1a さて、(エルサレム教会の)聖徒たちのための献金についてです。
1b これについては、(あなた方が伝え聞いたのであろう)ガラテヤ諸教会に命じたとおりに、あなたがたも行いなさい。

2a (これを集める際には)私がそちらに行ってから献金をあつめることがないようにしなさい。
2b (そのために、)あなたがたはそれぞれ、収入に応じて、いくらかでも手元に蓄えておきなさい、
2c いつ?:毎週の始まりの日(日曜日)に。

3a 私がそちらに着いたら、手紙を持たせてエルサレムに派遣しましょう。
3b 誰に?:あなたがたの証人を得た人たちに。
3c あなた方の贈り物を届けさせるのです。

4a (私は別の道でエルサレムに向かうつもりですが、)もし、私が(道中同じ道で)行くほうが良いと(誰かがもし)願うならば、
4b その人たちは、私と一緒に(同じルートでエルサレムへ)行くことになるでしょう。

着情報3.メッセージ

『備えて献げる』
聖書箇所:Tコリント人への手紙16章1〜4節
中心聖句:『あなたがたはそれぞれ、いつも週の初めの日に、収入に応じて、いくらかでも手もとに蓄えておきなさい。』(Tコリント人への手紙16章2節) 2025年2月2(日) 主日礼拝説教要旨

 Tコリント人への手紙も最後の章となり、献げものについて取り扱う箇所が開かれました。献金は、私たちの感謝と献身の気持ちを表すためのものです。だから強制されたり、牧師や役員等の指導者に迫られたり、煽られたりして行うものではありません。最近は何かとマイナスなイメージが付きまといがちな「献げる」という行為ですが、献げものは私たちの信仰生活の中心的な事柄でもあります。今日は、この献げものにまつわる箇所を通して、「献げもの」という事柄について、良く考える機会を持ちたいと思います。

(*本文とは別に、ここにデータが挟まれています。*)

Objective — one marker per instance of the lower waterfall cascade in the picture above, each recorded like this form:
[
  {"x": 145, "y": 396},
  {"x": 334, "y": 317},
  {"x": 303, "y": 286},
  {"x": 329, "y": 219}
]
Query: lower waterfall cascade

 今日の箇所で話題になっている「聖徒たちのための献金」は、当時、様々な事情で経済的に困窮していたエルサレム教会へ送る義援献金のことです。聖地という特性上、多くの巡礼者や死を待つ困窮者を養わなくてはならないエルサレム教会は、常に資金が足りず困窮していました。そのようなエルサレム教会の窮状を、パウロは諸外国の教会に訴えました。コリント教会は、その訴えに応答し、他の教会に先んじて義援献金を贈ることを決断したのです。そういう訳で、この献金は日々の献金とは少し特性が違いますが、いくつか学べることがあります。
一つ目は、献げものは日々の収入の中から聖別し、取り分けながら積み立てて用意するものであるということです。献げものは、神様から与えられた収入の中から、その額に応じて、感謝をもって自主的に取り分ける時に、尊いものとなります。嫌々取り分けたり、余って要らなくなったものだけを献げたり、後先考えずに全ての収入を投げ入れるような献げ方は、神様が喜ばれるものではありません。神様は献げものそのものよりも献げる私たちの心の中を見られます。献げものは、私たちの感謝の気持ちを表すものであることを忘れてはなりません。

 二つ目は、献げられた献金は、必ず信任されたものが取り扱わねばならないという部分です。献げものは、神様と献げる人の間の中のことであるというのはその通りなのですが、献げ終わったら、後の事については興味などない、という態度ではいけません。神様への供え物が全て適切に取り扱われているのかについて、しっかりと関心を持って注視することもまた、大切なことなのです。何故でしょうか。それは、キリストの十字架の贖いによって救われた私たち一人びとりが、聖霊を宿す神の霊の宮であり、それに使える祭司だからです。神様の御用に何の関係もない一般会衆であるなら、献げた後のことは祭司に任せて興味を失ってもよかったでしょう。しかし、私たちは、全員が神様によって取り立てられた祭司です。それ故に、献げものの行く末にまで興味を持たねばなりません。私たちは、一人びとりが万人祭司(ばんにんさいし)の中の数えられており、献げものだけでなく、奉仕や教会の運営、設備、魂の取り扱いに至るまでも、全て神様から委ねられ、預けられています(Tペテロ2章5〜9節、黙示録5章9-10節)。神様から教会を委ねられておらず、居ても居なくても良いなどという存在は、イエス様を頭とするこの神の民の群れの中には、一人たりとも存在しないのです。

 神様は、私たちに教会という大切なものを委ね、キリストの身体に仕える祭司として、一人びとりを召されました。祭司の生活を満たすのは神様の役目ですから、それ故に、私たちは神様から日々の生活の糧を与えられ、あふれるばかりの恵みを注がれているのです。だから私たちは、自身が受けている恵みを、神の教会に仕える一人の祭司としてどのように用いるか考えなければなりません。だから、教会の必要についても十分に熟知し、その上で、自らの背負う重荷を、自身の収入と照らし合わせながら決断し、備え献げていくのです。私たちは、各々特別に召された神の祭司です。この事実に対し、どのように応答することができるでしょうか。